Canada Day will not be as happy a celebration in British Columbia this year. It's not because we lack for patriotism or events to show it - July 1 will be a day full of festivities, especially in Squamish.

Canada Day will not be as happy a celebration in British Columbia this year.

It's not because we lack for patriotism or events to show it - July 1 will be a day full of festivities, especially in Squamish.

But it'll also be the day a whole host of items suddenly become seven per cent more expensive, as the 12 per cent Harmonized Sales Tax (HST) comes in, combining the five per cent federal Goods and Services Tax (GST) with the seven per cent Provincial Sales Tax (PST), tacked onto many previously-PST-exempt goods.

The vast majority of British Columbians are unhappy about the tax according to surveys - and enough of them are upset enough to have signed the province-wide anti-HST petition, which appears set to become the first petition to meet the stringent standards of the B.C. Initiative and Recall Act, requiring at least 10 per cent of all eligible voters in each of B.C.'s 85 ridings to sign within 90 days.

However, as we have previously noted here, the petition doesn't force the government to scrap the tax, merely to either introduce a bill in the legislature to rescind the HST-enabling legislation or to hold a province-wide referendum on it.
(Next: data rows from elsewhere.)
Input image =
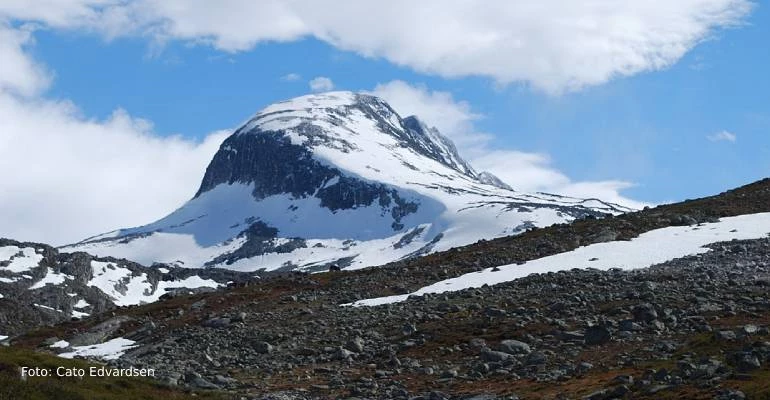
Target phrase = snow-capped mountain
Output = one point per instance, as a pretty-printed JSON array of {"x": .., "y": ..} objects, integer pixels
[{"x": 337, "y": 177}]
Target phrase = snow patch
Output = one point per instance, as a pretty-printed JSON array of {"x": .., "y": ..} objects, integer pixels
[
  {"x": 81, "y": 304},
  {"x": 110, "y": 350},
  {"x": 650, "y": 248},
  {"x": 124, "y": 288},
  {"x": 52, "y": 278},
  {"x": 21, "y": 259}
]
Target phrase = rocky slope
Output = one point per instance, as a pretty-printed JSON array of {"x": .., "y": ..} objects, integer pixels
[
  {"x": 693, "y": 327},
  {"x": 336, "y": 178},
  {"x": 41, "y": 286}
]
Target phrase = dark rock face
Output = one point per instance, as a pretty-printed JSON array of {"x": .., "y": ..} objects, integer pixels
[
  {"x": 268, "y": 160},
  {"x": 275, "y": 166}
]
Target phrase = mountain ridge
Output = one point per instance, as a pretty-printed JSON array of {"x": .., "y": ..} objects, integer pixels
[{"x": 337, "y": 177}]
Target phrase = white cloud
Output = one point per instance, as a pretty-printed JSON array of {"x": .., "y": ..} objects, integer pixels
[
  {"x": 291, "y": 77},
  {"x": 552, "y": 45},
  {"x": 529, "y": 172},
  {"x": 66, "y": 177},
  {"x": 18, "y": 73},
  {"x": 723, "y": 136},
  {"x": 321, "y": 84}
]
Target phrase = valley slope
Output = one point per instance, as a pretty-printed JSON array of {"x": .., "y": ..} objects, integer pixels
[{"x": 336, "y": 178}]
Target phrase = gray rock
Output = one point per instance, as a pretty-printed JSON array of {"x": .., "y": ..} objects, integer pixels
[
  {"x": 514, "y": 347},
  {"x": 597, "y": 335}
]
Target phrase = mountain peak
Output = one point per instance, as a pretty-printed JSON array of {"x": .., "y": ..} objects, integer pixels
[{"x": 337, "y": 177}]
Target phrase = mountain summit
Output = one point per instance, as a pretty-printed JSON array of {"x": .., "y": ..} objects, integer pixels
[{"x": 341, "y": 178}]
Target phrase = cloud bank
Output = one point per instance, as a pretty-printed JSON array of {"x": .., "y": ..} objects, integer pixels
[
  {"x": 551, "y": 45},
  {"x": 67, "y": 177}
]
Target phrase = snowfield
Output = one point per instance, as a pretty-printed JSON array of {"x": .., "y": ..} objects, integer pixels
[
  {"x": 109, "y": 350},
  {"x": 650, "y": 248},
  {"x": 360, "y": 138},
  {"x": 21, "y": 259},
  {"x": 126, "y": 289}
]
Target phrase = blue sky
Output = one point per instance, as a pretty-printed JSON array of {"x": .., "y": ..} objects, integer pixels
[{"x": 688, "y": 120}]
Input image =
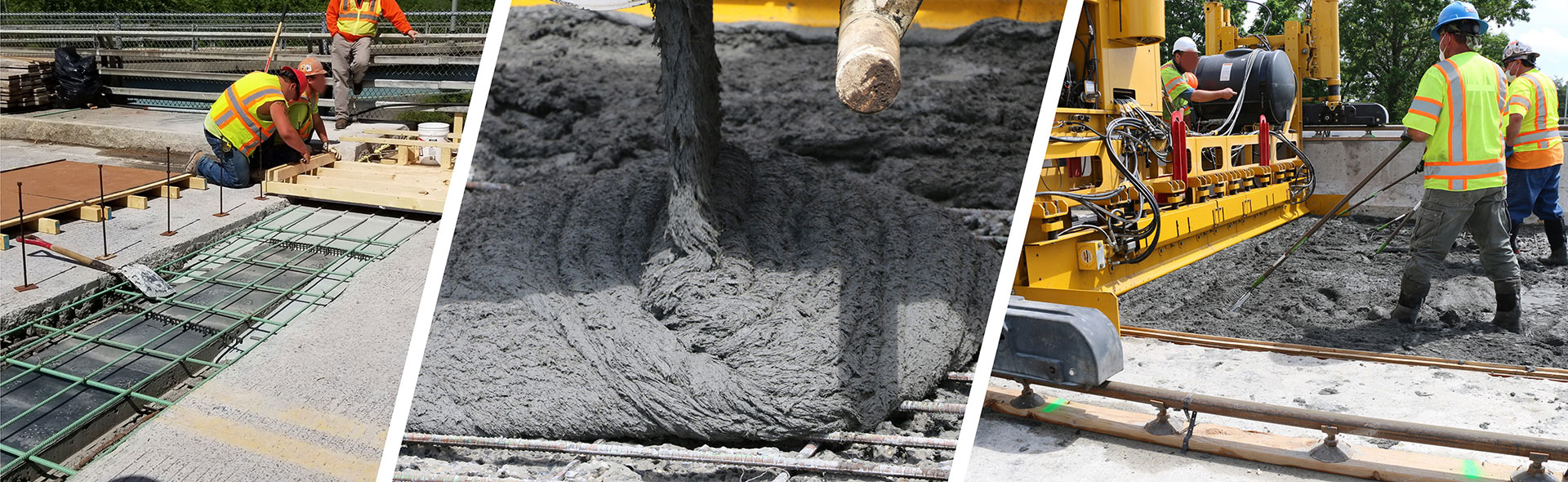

The referendum would again only force the government to introduce legislation, not to pass it.

The provincial government's intransigence in the face of the successful petition campaign makes it clear that there will be no backing down at this level.

The next step, then, is the other part of the Initiative and Recall Act - recalling enough government MLAs to cause it to lose its majority in the legislature and bring down the Campbell administration.

The defection of at least one high-profile member of the BC Liberal caucus, former Energy Minister Blair Lekstrom, gives the anti-HST hope that they can bring down at least another six Liberals, which would be enough to put Campbell's government in a minority.

But the hill to climb for a recall campaign is very steep - much moreso than the petition campaign. To recall a sitting MLA requires a petition signed by 40 per cent of all eligible voters in the riding - that's not 40 per cent of all who voted; it's 40 per cent of those who could have voted - within 45 days. That's four times the number of signatures in half the time compared to the petition campaign. No MLA has ever been successfully recalled under the legislation - one, Paul Reitsma, was on his way to being recalled when he read the writing on the wall and resigned.

The main hope for HST-haters is the Lekstrom effect - that six to eight well-planned and potentially-successful recall campaigns scare enough MLAs to create a caucus revolt and force the government's hand to scrap the HST.

Clearly shame isn't going to do it - maybe recall will?